Matthew McLean I know in many cases that you have a very personal relationship with the artists you collect, so I wanted to start by asking: what comes first – encountering the art or making a connection with the artist?

Moisés Cosío For me it's totally about meeting people and talking. I'm much more drawn to the thought process behind certain artist’s work than trying to catch any specific trend. I'm passionate about getting to ask questions and learning. For example, I first met the artist Pedro Reyes about 15 years ago, when I was just starting out. In the beginning, the thing we talked about was about books. Because Pedro has trained as an architect, I asked if he would design the library in my house. But we had too many other ideas, so he didn’t do that. But we’d always get together to talk about whatever I was thinking about or he's thinking about.

Moisés Cosío in his home in Miami, November 2022. On wall: Richard Long, November Sunshine, 1991.
Moisés Cosío in his home in Miami, November 2022. On wall: Richard Long, November Sunshine, 1991. Photo: Josh Aronson

In 2008, he presented his Baby Marx project at the Yokohama Triennial in Japan, and when I saw that work I told him: ‘Listen, we need to make better puppets and we need to make a real show for television.’ So, we made a script, a whole set and better puppets and filmed a pilot of the Baby Marx TV series. We went to LA and presented it to several TV companies. Obviously, nobody ended up buying it. But when the Occupy Wall Street movement was in New York, we took the puppets to New York to film onsite: with Karl Marx and Adam Smith interviewing the protestors.
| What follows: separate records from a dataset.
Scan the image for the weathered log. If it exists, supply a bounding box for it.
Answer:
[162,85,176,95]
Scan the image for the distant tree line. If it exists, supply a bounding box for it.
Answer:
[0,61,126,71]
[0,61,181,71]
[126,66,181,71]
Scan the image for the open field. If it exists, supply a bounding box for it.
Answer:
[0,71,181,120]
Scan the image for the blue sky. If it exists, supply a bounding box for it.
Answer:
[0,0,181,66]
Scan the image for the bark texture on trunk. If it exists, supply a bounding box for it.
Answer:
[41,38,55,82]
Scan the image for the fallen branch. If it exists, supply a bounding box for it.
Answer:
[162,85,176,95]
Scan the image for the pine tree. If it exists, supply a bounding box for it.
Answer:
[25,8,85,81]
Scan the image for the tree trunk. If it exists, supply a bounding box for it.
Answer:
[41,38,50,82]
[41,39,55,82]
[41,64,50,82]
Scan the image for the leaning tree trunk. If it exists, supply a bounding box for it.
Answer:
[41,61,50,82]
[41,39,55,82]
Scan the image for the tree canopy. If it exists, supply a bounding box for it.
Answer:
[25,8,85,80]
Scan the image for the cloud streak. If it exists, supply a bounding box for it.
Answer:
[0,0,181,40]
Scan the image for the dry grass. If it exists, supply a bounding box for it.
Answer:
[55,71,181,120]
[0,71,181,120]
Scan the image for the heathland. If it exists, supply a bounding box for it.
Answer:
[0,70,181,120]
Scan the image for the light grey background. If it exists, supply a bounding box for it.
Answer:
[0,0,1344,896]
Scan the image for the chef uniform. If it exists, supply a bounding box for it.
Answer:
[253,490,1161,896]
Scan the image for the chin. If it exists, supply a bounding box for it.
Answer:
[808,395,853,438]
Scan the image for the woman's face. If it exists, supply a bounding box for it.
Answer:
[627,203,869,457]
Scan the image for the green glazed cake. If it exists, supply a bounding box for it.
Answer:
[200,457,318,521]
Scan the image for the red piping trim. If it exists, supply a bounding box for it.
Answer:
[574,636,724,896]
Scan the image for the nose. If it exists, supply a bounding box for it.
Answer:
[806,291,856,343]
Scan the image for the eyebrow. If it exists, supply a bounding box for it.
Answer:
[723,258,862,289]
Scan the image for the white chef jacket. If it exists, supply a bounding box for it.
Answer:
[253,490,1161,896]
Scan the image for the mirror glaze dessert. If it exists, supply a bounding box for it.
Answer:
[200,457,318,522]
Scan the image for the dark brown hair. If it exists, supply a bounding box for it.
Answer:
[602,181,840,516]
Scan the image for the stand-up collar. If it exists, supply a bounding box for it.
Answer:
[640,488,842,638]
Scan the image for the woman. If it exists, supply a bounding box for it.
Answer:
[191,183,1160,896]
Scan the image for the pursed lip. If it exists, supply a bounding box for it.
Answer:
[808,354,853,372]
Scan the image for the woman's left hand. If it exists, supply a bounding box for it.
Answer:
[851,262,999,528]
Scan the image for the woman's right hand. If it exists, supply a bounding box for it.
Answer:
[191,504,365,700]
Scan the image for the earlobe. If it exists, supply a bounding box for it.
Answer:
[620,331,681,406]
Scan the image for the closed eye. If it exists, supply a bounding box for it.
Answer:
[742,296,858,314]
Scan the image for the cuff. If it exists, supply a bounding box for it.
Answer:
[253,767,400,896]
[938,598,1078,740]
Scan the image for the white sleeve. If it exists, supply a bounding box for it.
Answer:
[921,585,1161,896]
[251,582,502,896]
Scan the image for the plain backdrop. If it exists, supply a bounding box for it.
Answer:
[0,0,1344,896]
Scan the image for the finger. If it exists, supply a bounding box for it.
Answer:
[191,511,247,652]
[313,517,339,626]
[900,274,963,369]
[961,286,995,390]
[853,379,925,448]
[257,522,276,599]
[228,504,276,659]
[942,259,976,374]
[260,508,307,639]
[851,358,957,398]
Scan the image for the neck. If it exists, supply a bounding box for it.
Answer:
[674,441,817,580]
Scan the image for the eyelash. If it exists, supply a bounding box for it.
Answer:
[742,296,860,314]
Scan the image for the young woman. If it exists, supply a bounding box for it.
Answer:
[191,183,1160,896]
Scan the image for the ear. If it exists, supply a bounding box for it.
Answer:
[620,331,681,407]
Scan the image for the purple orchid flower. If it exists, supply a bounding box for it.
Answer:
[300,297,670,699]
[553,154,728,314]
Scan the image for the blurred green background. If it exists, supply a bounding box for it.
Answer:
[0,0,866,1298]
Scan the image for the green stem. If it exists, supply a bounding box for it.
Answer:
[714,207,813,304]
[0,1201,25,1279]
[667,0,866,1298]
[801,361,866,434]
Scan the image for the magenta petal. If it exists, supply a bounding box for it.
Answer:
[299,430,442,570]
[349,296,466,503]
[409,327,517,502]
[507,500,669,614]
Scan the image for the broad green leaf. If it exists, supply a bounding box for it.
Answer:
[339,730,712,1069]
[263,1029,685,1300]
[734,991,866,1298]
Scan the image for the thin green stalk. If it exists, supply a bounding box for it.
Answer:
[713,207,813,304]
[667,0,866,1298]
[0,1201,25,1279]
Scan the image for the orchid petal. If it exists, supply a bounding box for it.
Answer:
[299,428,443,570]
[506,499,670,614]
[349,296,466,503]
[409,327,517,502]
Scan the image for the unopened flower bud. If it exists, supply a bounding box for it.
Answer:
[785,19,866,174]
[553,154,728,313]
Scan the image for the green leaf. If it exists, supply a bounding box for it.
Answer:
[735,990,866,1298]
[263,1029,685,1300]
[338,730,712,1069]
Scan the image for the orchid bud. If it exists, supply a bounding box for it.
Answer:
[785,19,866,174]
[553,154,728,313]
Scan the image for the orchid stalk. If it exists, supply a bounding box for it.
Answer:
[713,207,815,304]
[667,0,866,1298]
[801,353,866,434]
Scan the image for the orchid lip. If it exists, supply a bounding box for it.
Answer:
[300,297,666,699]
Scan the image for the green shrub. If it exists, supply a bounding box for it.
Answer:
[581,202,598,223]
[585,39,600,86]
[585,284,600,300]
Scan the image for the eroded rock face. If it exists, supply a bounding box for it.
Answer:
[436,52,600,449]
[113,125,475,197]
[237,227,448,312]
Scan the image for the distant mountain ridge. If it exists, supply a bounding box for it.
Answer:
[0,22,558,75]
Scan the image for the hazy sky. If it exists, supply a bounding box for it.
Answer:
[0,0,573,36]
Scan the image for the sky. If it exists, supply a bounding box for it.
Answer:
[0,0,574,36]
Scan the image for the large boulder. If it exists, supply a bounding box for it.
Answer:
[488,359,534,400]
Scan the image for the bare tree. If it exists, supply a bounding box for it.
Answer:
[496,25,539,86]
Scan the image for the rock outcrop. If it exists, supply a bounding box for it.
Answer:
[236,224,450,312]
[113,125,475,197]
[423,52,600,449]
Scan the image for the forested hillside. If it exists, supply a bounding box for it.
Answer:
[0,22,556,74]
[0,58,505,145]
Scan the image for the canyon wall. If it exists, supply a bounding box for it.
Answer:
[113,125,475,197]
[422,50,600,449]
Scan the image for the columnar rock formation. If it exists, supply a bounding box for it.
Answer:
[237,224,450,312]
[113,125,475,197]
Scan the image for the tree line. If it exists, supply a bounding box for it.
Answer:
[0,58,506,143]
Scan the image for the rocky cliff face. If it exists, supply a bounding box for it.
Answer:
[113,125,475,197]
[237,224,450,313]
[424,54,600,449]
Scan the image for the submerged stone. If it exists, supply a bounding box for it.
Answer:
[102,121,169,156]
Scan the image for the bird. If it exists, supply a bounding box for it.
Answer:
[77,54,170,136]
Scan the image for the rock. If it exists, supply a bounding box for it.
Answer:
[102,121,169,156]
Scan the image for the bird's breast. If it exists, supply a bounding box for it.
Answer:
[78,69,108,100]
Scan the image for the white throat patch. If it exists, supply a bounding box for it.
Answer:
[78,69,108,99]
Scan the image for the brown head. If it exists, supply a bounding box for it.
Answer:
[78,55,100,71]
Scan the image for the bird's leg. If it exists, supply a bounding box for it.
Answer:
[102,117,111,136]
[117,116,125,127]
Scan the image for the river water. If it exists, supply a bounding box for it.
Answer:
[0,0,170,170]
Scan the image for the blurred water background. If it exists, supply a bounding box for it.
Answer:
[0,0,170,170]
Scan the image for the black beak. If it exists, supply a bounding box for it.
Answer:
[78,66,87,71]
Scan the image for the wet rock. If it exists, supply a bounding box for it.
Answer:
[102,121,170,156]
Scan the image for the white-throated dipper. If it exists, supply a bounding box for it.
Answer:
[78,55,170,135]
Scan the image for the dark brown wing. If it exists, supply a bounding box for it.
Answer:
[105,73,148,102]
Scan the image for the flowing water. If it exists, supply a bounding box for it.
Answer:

MM Amazing. That must form part of a Pedro Reyes survey one day. I would love to see the pilot…

MC You know what? Pedro thought it was really funny, and I thought it was really funny, but when we showed it to people, nobody laughed. So we realized, maybe we're not that funny. In 2012, we worked together again on a huge project in Mexico. The government donated us weapons, guns and rifles, they had seized from the drug war in Ciudad Juárez and were going to destroy and bury. Pedro used the metal parts and remade them into musical instruments. We organized a concert with musicians playing John Lennon’s Imagine on those instruments nonstop for six hours. This then became another project that Pedro called Disarm [2013].

Now, if you ask me what pieces I have bought from Pedro, the answer is none. Still, I think of myself as one of his biggest ‘collectors’, because we've done so many projects together. So that’s the kind of relationship I want: one that’s about just going crazy and making what the artist really wants to do.

MM It goes beyond being a patron in the way that some collectors are – instead, you’re really being a collaborator, or an impresario, even.

MC Exactly. It becomes really intimate and obviously the friendship grows. You start thinking about the past 15 years and you're like: Wow, we've really done some crazy things.’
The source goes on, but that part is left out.